As I have gone on into my career I realized another benefit: in learning how to write effectively, one learns how to think critically. The questions I ask myself while writing — Does this make sense? Is this succinct? Is the explanation clear? — are just as important when considering the world around us.
The value of writing skills cannot be underestimated, and I am grateful to Hamilton for instilling that in its students throughout its history and continuing that education for generations to come.
— Rori Dawes ’00
I thought I was a good writer in high school before I got to Hamilton. Then Professor [John] O’Neill, who taught English 200, gave me a D on the first essay I ever wrote at Hamilton.
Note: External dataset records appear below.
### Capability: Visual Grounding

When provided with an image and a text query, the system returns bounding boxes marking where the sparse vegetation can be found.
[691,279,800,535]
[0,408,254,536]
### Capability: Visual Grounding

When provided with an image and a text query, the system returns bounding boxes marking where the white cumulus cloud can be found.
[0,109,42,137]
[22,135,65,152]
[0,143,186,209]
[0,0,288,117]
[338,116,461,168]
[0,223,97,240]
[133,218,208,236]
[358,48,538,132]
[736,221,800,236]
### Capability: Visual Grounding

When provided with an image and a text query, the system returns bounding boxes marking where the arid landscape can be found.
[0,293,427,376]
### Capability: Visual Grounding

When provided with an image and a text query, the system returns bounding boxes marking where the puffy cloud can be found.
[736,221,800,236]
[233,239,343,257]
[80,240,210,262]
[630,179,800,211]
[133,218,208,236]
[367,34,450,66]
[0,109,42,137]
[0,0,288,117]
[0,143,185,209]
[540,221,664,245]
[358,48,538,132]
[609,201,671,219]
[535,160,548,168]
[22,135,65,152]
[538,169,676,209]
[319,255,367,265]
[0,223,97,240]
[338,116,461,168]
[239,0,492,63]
I truly thought that I would fail out, but I eventually found my love for writing in creative writing classes, writing fiction or personal essays. I still enjoy writing fiction today (and even won Honorable Mention in the alumni writing contest a few years ago; having author/alum John Nichols commend me on my story was a great thrill). I also find that the writing skills I developed at Hamilton have helped me in my career as an attorney. I learned how to craft arguments in a concise fashion without bowling over the reader with flowery language. Hamilton not only taught me how to write, but to love to write.
— Joseph Verga ’87
Four years at Hamilton College developed and honed my writing skills, and I have earned my living by writing ever since. I began by writing newsletter copy and press releases, went on to write promotional copy for professional conferences and seminars, and later wrote successful proposals for government contracts. In the meantime, I pursued fiction writing on the side, and I have recently published my first book, The Hammock: A novel based on the true story of French painter James Tissot. It has earned excellent reviews for the story line — and for the quality of the writing. I remain grateful for my Hamilton education.